Spontaneous coronary artery dissection: dissecting an underdiagnosed problem

Spontaneous coronary artery dissection (SCAD) occurs in 1-4% of acute coronary syndromes (ACS). In SCAD, an intramural hematoma compresses the true lumen of the coronary artery, leading to ischemia and, even acute myocardial infarction.Approximately, 90% percent of SCAD patients are premenopausal women without classical risk factors for atherosclerosis. The gold standard for diagnosis is invasive coronary angiography and optical coherence tomography or intravascular ultrasound can be useful tools to confirm the diagnosis. Coronary intervention with stent placement is generally not recommended unless there is complete occlusion of the coronary artery with ongoing ischemia. In the acute phase, antiplatelet therapy and beta-blockers are advised, which are usually continued for life.
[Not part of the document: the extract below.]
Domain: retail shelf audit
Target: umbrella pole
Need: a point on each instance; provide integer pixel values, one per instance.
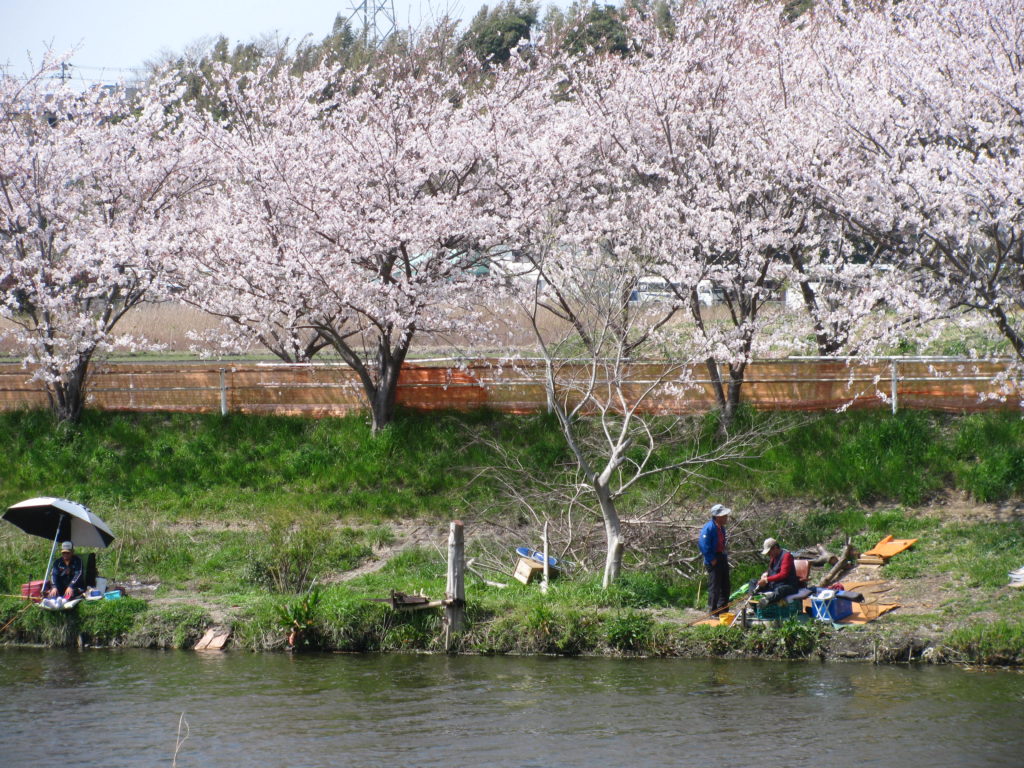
(53, 548)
Despite medical treatment, 10-20% of SCAD patients experience a recurrence within 4 years. Nearly two-thirds of SCAD patients have fibromuscular dysplasia (FMD) based on CT angiography. Current treatment recommendations are based on expert opinion. Therapy and follow-up are advised to include at least one antiplatelet agent, a beta-blocker, screening for FMD, cardiac rehabilitation and among patients with left ventricular systolic dysfunction ACE inhibitor or aldosterone receptor blocker. Randomized controlled trials have been initiated to evaluate the treatment effects of beta-blocker and antiplatelet therapy in SCAD patients.